Blue-chip investors pour $133M into Basis, a new cryptocurrency designed to fight volatility
A one-year-old Hoboken, New Jersey-based cryptocurrency startup called Basis received $133 million in venture capital on Wednesday — along with some criticism.
The round was led by Bain Capital Ventures and included other notable investors such as Andreessen Horowitz, Lightspeed Venture Partners, Alphabet Inc’s GV, Foundation Capital, Wing, Zhenfund, Valor Capital, billionaire Stanley Druckenmiller and Federal Reserve chair runner-up Kevin Warsh.
The company, formerly known as Basecoin, began developing a cryptocurrency in 2017 that would not suffer price volatility. The world’s most traded digital currency, bitcoin, has seen such swings in market value that a single coin went from $900 in January 2017 to near $20,000 by the end of the year, then fell to near $8,000 in the following months.
Although Bitcoin’s example is most prominent, volatility is common for many cryptocurrencies such as Ethereum and Litecoin. That sort of instability, argued Salil Deshpande, a Bain managing director, is what stands in the way of cryptocurrency adoption in traditional business.
“Cryptocurrencies lack an important feature of currencies: price stability,” Deshpande said. “Without price-stability it is impossible to use the cryptocurrency in transactions. Non-price-stable cryptocurrencies such as Bitcoin are cryptoassets or cryptocommodities, not cryptocurrencies, just as gold is an asset or commodity, not a currency.”
The protocol that Basis runs its coin on would accomplish stability in a manner similar to what the company says is how central banks combat inflation: by changing the money supply.

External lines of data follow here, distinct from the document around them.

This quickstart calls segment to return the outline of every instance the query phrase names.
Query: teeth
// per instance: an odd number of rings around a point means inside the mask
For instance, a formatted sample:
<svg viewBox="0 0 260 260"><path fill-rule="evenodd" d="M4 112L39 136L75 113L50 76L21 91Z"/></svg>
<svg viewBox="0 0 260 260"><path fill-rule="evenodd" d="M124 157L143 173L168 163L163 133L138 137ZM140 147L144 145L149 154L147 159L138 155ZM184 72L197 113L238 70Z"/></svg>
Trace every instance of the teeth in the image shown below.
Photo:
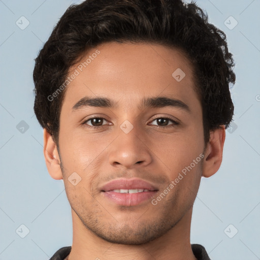
<svg viewBox="0 0 260 260"><path fill-rule="evenodd" d="M138 189L128 189L128 193L137 193L138 192Z"/></svg>
<svg viewBox="0 0 260 260"><path fill-rule="evenodd" d="M112 190L114 192L118 193L138 193L138 192L143 192L144 191L149 191L148 189L114 189Z"/></svg>

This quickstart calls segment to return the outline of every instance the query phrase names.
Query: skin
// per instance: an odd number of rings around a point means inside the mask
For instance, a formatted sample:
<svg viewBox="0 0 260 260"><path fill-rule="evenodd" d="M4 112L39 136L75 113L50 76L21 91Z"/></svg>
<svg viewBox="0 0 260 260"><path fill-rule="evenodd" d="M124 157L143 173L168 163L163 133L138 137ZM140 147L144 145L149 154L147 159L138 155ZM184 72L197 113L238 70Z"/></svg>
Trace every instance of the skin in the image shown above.
<svg viewBox="0 0 260 260"><path fill-rule="evenodd" d="M48 170L53 179L63 179L72 207L73 238L69 259L196 259L190 243L192 205L202 176L212 176L220 166L224 127L211 131L209 142L204 144L192 67L180 50L114 42L97 48L100 54L66 89L59 154L44 131ZM89 50L82 60L95 50ZM180 82L172 76L177 68L186 74ZM73 111L74 105L85 96L107 98L118 107ZM178 107L139 107L143 98L156 96L180 100L190 112ZM92 116L106 120L83 124ZM179 124L156 120L165 116ZM134 127L128 134L120 128L126 120ZM156 205L148 200L123 207L100 190L111 180L139 177L155 185L160 194L200 154L204 158ZM81 178L76 186L68 180L73 172Z"/></svg>

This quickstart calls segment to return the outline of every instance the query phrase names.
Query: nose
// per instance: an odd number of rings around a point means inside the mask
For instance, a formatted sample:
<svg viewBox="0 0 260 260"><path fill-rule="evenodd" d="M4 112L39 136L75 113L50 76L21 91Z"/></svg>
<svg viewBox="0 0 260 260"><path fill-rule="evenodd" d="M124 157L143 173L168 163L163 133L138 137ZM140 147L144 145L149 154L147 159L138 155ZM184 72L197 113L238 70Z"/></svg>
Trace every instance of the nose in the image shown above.
<svg viewBox="0 0 260 260"><path fill-rule="evenodd" d="M146 166L152 161L152 152L145 143L143 135L137 127L127 134L121 129L119 135L110 146L108 154L109 164L115 167L133 169Z"/></svg>

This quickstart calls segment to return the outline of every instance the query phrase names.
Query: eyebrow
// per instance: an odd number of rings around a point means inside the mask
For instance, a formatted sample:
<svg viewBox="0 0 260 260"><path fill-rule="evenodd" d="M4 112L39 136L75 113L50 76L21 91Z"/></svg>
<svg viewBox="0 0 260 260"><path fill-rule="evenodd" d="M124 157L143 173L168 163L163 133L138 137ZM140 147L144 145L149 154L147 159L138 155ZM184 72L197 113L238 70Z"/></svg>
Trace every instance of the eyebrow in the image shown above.
<svg viewBox="0 0 260 260"><path fill-rule="evenodd" d="M73 111L88 107L98 107L101 108L116 108L117 104L111 100L106 98L98 96L91 98L84 96L77 102L72 108ZM171 107L180 108L187 112L190 112L189 107L182 101L165 96L154 98L145 98L142 100L141 106L138 108L156 108Z"/></svg>

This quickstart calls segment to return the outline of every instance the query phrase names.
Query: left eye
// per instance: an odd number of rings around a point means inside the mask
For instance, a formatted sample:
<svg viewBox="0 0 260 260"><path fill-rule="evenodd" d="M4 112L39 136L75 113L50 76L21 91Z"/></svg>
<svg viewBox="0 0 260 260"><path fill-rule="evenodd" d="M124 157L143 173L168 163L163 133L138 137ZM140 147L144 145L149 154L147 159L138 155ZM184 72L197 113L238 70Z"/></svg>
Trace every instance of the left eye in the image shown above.
<svg viewBox="0 0 260 260"><path fill-rule="evenodd" d="M178 123L176 121L171 119L170 118L168 118L167 117L160 117L159 118L156 118L154 119L152 122L154 121L155 121L157 124L155 125L158 125L158 126L166 126L171 124L173 124L174 125L178 124ZM172 123L169 123L171 122L172 122Z"/></svg>
<svg viewBox="0 0 260 260"><path fill-rule="evenodd" d="M105 122L108 122L108 121L105 118L103 118L102 117L94 117L93 118L90 118L90 119L85 121L84 122L84 124L87 124L90 126L101 126L103 125L103 123L104 122L104 121L105 121ZM92 125L87 123L87 122L88 121L90 122Z"/></svg>

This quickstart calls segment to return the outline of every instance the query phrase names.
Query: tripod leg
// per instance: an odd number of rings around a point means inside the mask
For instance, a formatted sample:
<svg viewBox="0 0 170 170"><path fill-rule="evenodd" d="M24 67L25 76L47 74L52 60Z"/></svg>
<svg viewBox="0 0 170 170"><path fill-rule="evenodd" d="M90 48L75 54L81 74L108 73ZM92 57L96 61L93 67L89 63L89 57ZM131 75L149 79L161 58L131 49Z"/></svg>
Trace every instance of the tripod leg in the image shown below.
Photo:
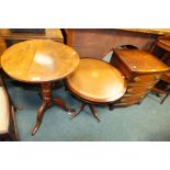
<svg viewBox="0 0 170 170"><path fill-rule="evenodd" d="M91 110L93 116L94 116L99 122L101 122L101 118L99 117L99 115L98 115L97 112L95 112L94 105L89 104L89 107L90 107L90 110Z"/></svg>

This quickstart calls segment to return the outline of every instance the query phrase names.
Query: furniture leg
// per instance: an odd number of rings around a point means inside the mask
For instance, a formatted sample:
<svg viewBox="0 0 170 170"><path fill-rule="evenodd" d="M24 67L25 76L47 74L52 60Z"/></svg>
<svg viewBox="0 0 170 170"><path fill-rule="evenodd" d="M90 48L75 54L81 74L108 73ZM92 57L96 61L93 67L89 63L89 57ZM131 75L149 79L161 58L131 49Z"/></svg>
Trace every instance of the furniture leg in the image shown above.
<svg viewBox="0 0 170 170"><path fill-rule="evenodd" d="M55 99L53 99L52 102L53 102L53 104L58 105L66 112L76 112L75 109L68 107L61 99L55 98Z"/></svg>
<svg viewBox="0 0 170 170"><path fill-rule="evenodd" d="M42 124L44 112L45 112L46 109L47 109L47 103L43 102L43 104L39 107L38 113L37 113L37 121L36 121L36 124L34 126L33 131L32 131L32 136L34 136L36 134L36 132L38 131L38 128L39 128L39 126Z"/></svg>
<svg viewBox="0 0 170 170"><path fill-rule="evenodd" d="M80 114L80 112L83 111L83 109L86 106L87 106L87 104L86 103L82 103L81 106L80 106L79 112L77 112L77 113L75 113L75 114L71 115L71 120L75 118L76 116L78 116Z"/></svg>
<svg viewBox="0 0 170 170"><path fill-rule="evenodd" d="M50 82L42 83L42 98L43 98L43 104L38 110L37 121L32 131L32 136L35 135L35 133L39 128L45 110L52 106L52 83Z"/></svg>
<svg viewBox="0 0 170 170"><path fill-rule="evenodd" d="M166 97L162 99L162 101L160 102L160 104L162 104L165 102L165 100L168 98L169 94L166 94Z"/></svg>
<svg viewBox="0 0 170 170"><path fill-rule="evenodd" d="M91 110L93 116L94 116L99 122L101 122L101 118L99 117L99 115L98 115L97 112L95 112L94 105L89 104L89 107L90 107L90 110Z"/></svg>

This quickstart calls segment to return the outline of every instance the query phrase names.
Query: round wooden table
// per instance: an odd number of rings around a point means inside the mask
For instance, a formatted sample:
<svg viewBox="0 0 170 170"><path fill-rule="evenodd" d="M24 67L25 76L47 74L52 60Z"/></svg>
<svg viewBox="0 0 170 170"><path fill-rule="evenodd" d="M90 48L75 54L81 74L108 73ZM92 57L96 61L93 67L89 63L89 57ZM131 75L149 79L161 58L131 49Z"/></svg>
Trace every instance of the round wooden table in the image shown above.
<svg viewBox="0 0 170 170"><path fill-rule="evenodd" d="M1 56L1 65L13 79L42 86L43 104L32 135L39 128L44 111L52 105L73 111L52 95L52 81L64 79L79 65L79 55L71 47L53 41L26 41L8 48Z"/></svg>
<svg viewBox="0 0 170 170"><path fill-rule="evenodd" d="M71 118L89 105L94 117L101 121L93 104L113 103L118 100L126 91L126 81L110 64L94 58L82 58L76 71L67 77L67 87L83 101L79 112Z"/></svg>

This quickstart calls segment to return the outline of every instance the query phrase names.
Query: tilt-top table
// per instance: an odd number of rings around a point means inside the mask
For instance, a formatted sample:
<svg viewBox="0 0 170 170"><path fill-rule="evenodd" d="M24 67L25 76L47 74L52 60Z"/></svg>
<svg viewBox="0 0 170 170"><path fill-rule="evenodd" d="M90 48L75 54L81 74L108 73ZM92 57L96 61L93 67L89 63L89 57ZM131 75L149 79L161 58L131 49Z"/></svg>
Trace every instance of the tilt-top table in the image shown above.
<svg viewBox="0 0 170 170"><path fill-rule="evenodd" d="M37 112L37 121L32 135L41 126L44 111L58 105L68 112L61 99L53 98L52 82L64 79L79 65L79 55L71 47L53 41L34 39L18 43L8 48L1 56L3 70L13 79L41 83L43 103Z"/></svg>

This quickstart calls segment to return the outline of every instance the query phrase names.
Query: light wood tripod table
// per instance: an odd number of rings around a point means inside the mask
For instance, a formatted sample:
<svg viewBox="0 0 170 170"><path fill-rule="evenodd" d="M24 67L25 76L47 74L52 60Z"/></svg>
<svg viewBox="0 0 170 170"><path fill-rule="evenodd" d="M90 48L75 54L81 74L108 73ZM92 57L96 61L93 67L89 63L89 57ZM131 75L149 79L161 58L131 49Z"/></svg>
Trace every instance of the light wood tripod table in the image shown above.
<svg viewBox="0 0 170 170"><path fill-rule="evenodd" d="M41 83L43 103L37 112L32 135L39 128L44 111L52 105L73 112L73 109L69 109L61 99L53 98L52 82L64 79L78 65L77 52L53 41L34 39L18 43L1 56L1 66L11 78L22 82Z"/></svg>

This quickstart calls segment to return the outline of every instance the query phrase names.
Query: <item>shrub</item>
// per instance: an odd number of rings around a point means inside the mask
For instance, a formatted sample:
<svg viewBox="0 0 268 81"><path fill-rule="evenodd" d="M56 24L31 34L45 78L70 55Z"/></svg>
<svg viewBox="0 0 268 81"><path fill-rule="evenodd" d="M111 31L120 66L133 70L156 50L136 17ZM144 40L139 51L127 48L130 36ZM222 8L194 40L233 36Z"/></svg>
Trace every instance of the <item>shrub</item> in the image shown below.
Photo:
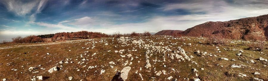
<svg viewBox="0 0 268 81"><path fill-rule="evenodd" d="M121 34L120 34L120 32L116 31L116 32L113 33L113 36L116 38L120 38L121 35L121 35Z"/></svg>
<svg viewBox="0 0 268 81"><path fill-rule="evenodd" d="M265 38L258 35L254 35L252 34L247 34L244 36L244 39L247 40L252 40L254 41L263 41L265 40Z"/></svg>
<svg viewBox="0 0 268 81"><path fill-rule="evenodd" d="M138 34L136 33L135 31L133 31L132 32L131 32L131 33L130 34L130 36L138 36Z"/></svg>
<svg viewBox="0 0 268 81"><path fill-rule="evenodd" d="M225 44L227 41L221 33L208 35L208 43L211 45L222 45Z"/></svg>
<svg viewBox="0 0 268 81"><path fill-rule="evenodd" d="M143 33L143 35L145 36L150 36L151 35L150 32L148 31L144 31Z"/></svg>
<svg viewBox="0 0 268 81"><path fill-rule="evenodd" d="M181 34L179 33L174 33L172 34L172 36L174 37L178 37L182 36Z"/></svg>
<svg viewBox="0 0 268 81"><path fill-rule="evenodd" d="M7 40L3 40L2 41L2 42L1 43L3 44L5 44L8 42Z"/></svg>
<svg viewBox="0 0 268 81"><path fill-rule="evenodd" d="M29 43L41 42L43 41L43 39L40 37L35 35L30 35L22 38L18 36L12 38L12 42L16 43Z"/></svg>
<svg viewBox="0 0 268 81"><path fill-rule="evenodd" d="M249 45L248 49L251 50L261 51L264 48L265 43L264 42L258 41Z"/></svg>
<svg viewBox="0 0 268 81"><path fill-rule="evenodd" d="M16 37L12 38L12 42L17 43L23 43L23 38L21 36L18 36Z"/></svg>

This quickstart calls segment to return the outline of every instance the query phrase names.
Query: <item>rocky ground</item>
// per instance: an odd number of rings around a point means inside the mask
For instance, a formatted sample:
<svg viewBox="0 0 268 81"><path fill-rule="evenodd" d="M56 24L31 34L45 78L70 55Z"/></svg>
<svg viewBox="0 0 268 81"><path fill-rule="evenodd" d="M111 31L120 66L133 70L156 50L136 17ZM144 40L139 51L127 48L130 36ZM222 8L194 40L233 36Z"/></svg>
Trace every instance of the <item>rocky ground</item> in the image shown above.
<svg viewBox="0 0 268 81"><path fill-rule="evenodd" d="M153 36L1 45L0 79L267 81L267 49L248 50L252 42L217 46L206 41Z"/></svg>

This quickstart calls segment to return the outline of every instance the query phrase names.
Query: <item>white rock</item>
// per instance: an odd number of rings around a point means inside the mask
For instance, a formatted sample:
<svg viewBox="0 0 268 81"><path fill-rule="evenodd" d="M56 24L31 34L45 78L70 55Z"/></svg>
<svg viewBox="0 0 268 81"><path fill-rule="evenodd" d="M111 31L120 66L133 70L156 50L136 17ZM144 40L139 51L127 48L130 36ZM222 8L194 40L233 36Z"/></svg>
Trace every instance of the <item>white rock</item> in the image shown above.
<svg viewBox="0 0 268 81"><path fill-rule="evenodd" d="M194 79L194 81L201 81L199 79L199 78L195 78Z"/></svg>
<svg viewBox="0 0 268 81"><path fill-rule="evenodd" d="M257 78L253 78L253 81L263 81L263 80Z"/></svg>
<svg viewBox="0 0 268 81"><path fill-rule="evenodd" d="M128 55L127 55L127 56L129 57L130 57L132 56L132 55L131 55L131 54L129 54Z"/></svg>
<svg viewBox="0 0 268 81"><path fill-rule="evenodd" d="M242 54L242 53L238 53L238 54L236 54L236 55L238 55L238 56L240 56L240 55L241 55L241 54Z"/></svg>
<svg viewBox="0 0 268 81"><path fill-rule="evenodd" d="M32 81L35 81L35 78L31 79L31 80L32 80Z"/></svg>
<svg viewBox="0 0 268 81"><path fill-rule="evenodd" d="M267 59L265 59L261 57L260 57L260 58L259 59L260 60L261 60L261 61L267 61Z"/></svg>
<svg viewBox="0 0 268 81"><path fill-rule="evenodd" d="M72 79L73 79L73 77L70 77L68 78L69 80L71 80Z"/></svg>
<svg viewBox="0 0 268 81"><path fill-rule="evenodd" d="M37 79L38 79L39 80L43 80L43 76L36 76L36 78L37 78Z"/></svg>
<svg viewBox="0 0 268 81"><path fill-rule="evenodd" d="M140 76L141 77L141 80L143 80L143 78L142 78L142 77L141 76L141 74L140 73L139 73L139 75L140 75Z"/></svg>
<svg viewBox="0 0 268 81"><path fill-rule="evenodd" d="M169 80L170 80L172 78L173 78L173 77L172 77L172 76L170 76L170 77L168 77L168 79Z"/></svg>
<svg viewBox="0 0 268 81"><path fill-rule="evenodd" d="M35 69L35 67L30 67L29 68L29 69L28 69L28 70L32 70Z"/></svg>
<svg viewBox="0 0 268 81"><path fill-rule="evenodd" d="M160 75L162 73L162 72L161 72L161 71L158 71L158 72L156 73L156 74L157 76L160 76Z"/></svg>
<svg viewBox="0 0 268 81"><path fill-rule="evenodd" d="M101 75L102 74L102 73L104 73L104 72L105 72L105 70L104 69L102 69L102 70L101 70L101 73L99 74L99 75Z"/></svg>
<svg viewBox="0 0 268 81"><path fill-rule="evenodd" d="M60 64L63 64L63 61L60 61Z"/></svg>
<svg viewBox="0 0 268 81"><path fill-rule="evenodd" d="M121 57L126 57L126 56L125 56L123 55L120 55L120 56L121 56Z"/></svg>
<svg viewBox="0 0 268 81"><path fill-rule="evenodd" d="M237 65L236 65L235 64L233 64L233 65L232 65L232 66L231 66L231 67L232 67L232 68L241 68L241 66L237 66Z"/></svg>
<svg viewBox="0 0 268 81"><path fill-rule="evenodd" d="M131 69L131 67L126 67L123 68L120 72L121 73L121 74L120 74L120 76L124 81L125 81L127 79L127 75L128 74L128 72Z"/></svg>
<svg viewBox="0 0 268 81"><path fill-rule="evenodd" d="M255 72L255 73L254 73L254 75L260 75L260 74L261 74L258 72Z"/></svg>
<svg viewBox="0 0 268 81"><path fill-rule="evenodd" d="M57 67L56 66L55 66L54 67L51 68L49 69L49 70L48 70L49 72L50 73L52 73L55 71L57 71L58 69L57 69Z"/></svg>
<svg viewBox="0 0 268 81"><path fill-rule="evenodd" d="M226 61L228 61L228 60L229 60L229 59L228 59L228 58L223 58L223 57L221 57L221 58L220 58L220 59L224 60L226 60Z"/></svg>
<svg viewBox="0 0 268 81"><path fill-rule="evenodd" d="M146 63L146 65L145 65L145 67L146 67L146 68L148 68L149 67L151 67L151 64L150 63Z"/></svg>

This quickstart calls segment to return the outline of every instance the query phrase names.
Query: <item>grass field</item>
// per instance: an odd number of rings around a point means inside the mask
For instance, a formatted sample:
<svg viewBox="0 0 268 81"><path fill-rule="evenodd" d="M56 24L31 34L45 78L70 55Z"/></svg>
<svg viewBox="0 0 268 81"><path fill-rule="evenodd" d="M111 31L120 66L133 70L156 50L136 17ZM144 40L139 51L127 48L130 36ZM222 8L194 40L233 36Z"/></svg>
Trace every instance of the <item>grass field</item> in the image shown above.
<svg viewBox="0 0 268 81"><path fill-rule="evenodd" d="M139 74L143 81L192 81L197 78L202 81L251 81L254 78L268 81L268 62L259 59L261 57L268 59L268 49L248 50L253 42L230 40L226 45L217 46L207 44L206 38L203 38L160 36L123 38L0 45L0 79L30 81L36 78L34 77L42 76L44 81L67 81L70 77L73 77L73 81L110 81L116 71L129 66L131 69L125 81L141 80ZM160 53L155 47L158 46L161 47ZM182 60L185 57L176 52L178 47L191 57L190 61ZM122 50L124 50L120 53ZM146 68L145 55L148 50L151 66ZM194 53L198 50L201 54ZM202 54L205 52L207 53ZM236 55L239 53L241 55ZM176 53L183 57L177 59L172 55ZM127 56L130 54L132 56ZM220 59L222 57L229 60ZM84 58L85 61L81 60ZM62 61L63 63L60 64ZM68 63L65 63L66 61ZM232 67L232 65L241 67ZM58 68L57 71L48 71L55 66ZM90 69L91 66L94 67ZM29 70L31 67L36 69ZM198 72L193 71L194 69ZM159 71L161 73L156 75ZM255 72L260 74L255 75ZM171 76L173 78L168 79Z"/></svg>

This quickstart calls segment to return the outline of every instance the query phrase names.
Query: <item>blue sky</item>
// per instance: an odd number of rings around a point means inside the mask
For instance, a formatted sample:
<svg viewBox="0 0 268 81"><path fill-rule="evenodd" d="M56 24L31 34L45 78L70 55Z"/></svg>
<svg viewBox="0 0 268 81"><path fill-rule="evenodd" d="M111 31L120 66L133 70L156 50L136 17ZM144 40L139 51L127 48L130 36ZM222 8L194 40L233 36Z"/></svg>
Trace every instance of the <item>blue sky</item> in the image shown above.
<svg viewBox="0 0 268 81"><path fill-rule="evenodd" d="M0 39L80 31L185 30L268 14L267 0L0 0Z"/></svg>

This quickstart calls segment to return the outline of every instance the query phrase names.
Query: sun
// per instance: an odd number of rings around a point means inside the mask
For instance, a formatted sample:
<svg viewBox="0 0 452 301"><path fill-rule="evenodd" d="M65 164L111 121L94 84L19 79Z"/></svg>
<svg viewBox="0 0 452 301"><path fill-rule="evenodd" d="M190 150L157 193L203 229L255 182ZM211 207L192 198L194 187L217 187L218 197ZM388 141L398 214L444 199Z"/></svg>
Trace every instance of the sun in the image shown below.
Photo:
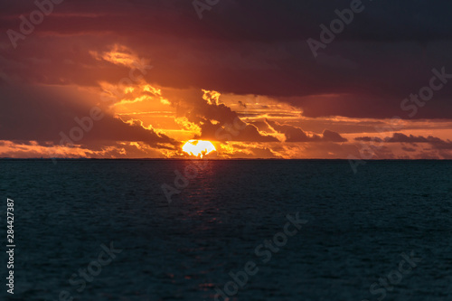
<svg viewBox="0 0 452 301"><path fill-rule="evenodd" d="M204 156L217 149L210 141L189 140L182 146L182 150L194 156Z"/></svg>

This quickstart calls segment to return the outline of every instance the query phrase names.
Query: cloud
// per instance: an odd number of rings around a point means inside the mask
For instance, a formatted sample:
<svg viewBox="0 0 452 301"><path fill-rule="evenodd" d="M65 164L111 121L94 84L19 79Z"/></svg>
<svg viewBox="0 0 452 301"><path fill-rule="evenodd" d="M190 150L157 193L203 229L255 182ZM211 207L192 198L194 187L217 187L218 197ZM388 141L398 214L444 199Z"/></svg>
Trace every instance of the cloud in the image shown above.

“Put simply, when a central bank needs to expand the money supply, it runs the proverbial printing press to put new money into circulation,” said Nader Al-Naji, chief executive and co-founder of Basis. “When the supply of Basis needs to expand, newly-created Basis is distributed to people who participate in the system. In that way, the system decentralizes monetary expansion.”
According to the Basis white paper, the protocol would use a system that would gather pricing data from trusted cryptocurrency exchanges and then algorithmically expand or contract currency supply to fit demand.
“Long-term, a stablecoin (a cryptocurrency that’s price-stable relative to fiat, or a basket of fiats) could bring unprecedented levels of accountability to the economies of developing nations,” Deshpande said, citing one of the potential markets for such a currency. “It could be used as a global store of value and mainstream medium of exchange, initially in developing countries with unreliable central banks, and eventually globally.”
Basis and its cryptocurrency is not the first time a “stable” digital currency has been attempted. For example, BitShares began developing a technology to “peg” or tie value of its currency to another asset such as the U.S. dollar or gold. Tether is another cryptocurrency claimed to be one-to-one backed by traditional currency held in a vast reserve, so one USD Tether is always $1.
Although Basis has attracted a lot of venture capital attention, its system is not without critics, such as Preston Byrne, co-founder of the blockchain platform Monax and structured finance lawyer.
Byrne argued in an in-depth analysis of the protocol that although central banks come up often in the Basis white paper and investor quotes, what the Basis protocol does to expand and contract supply is not how central banks work. Furthermore, he said, the entire structure of the protocol may be built on wishful thinking.
“Due to the Basecoin team’s failure to ascertain the difference between the Treasury Department and the Federal Reserve System, the structure their ‘white paper’ puts forward… is recursive, or the financial equivalent of a perpetual motion machine,” Byrne wrote.
According to Byrne, the system would depend too heavily on new money coming in during periods of volatility to allow it to shift towards the “pegged” price. As a result, with too few traders or buyers of the currency would lead to a collapse.
Byrne has been writing about how “stable coins” do not work for some time now, with an entire series (part 1, part 2, part 3) dedicated to the scalability and economic sustainability of the proposals.
Meantime, some large Silicon Valley backers of cryptocurrencies recently met with officials from the Securities and Exchange Commission to request an exemption from federal oversight, according to the Wall Street Journal. Among those backers was Andreessen Horowitz.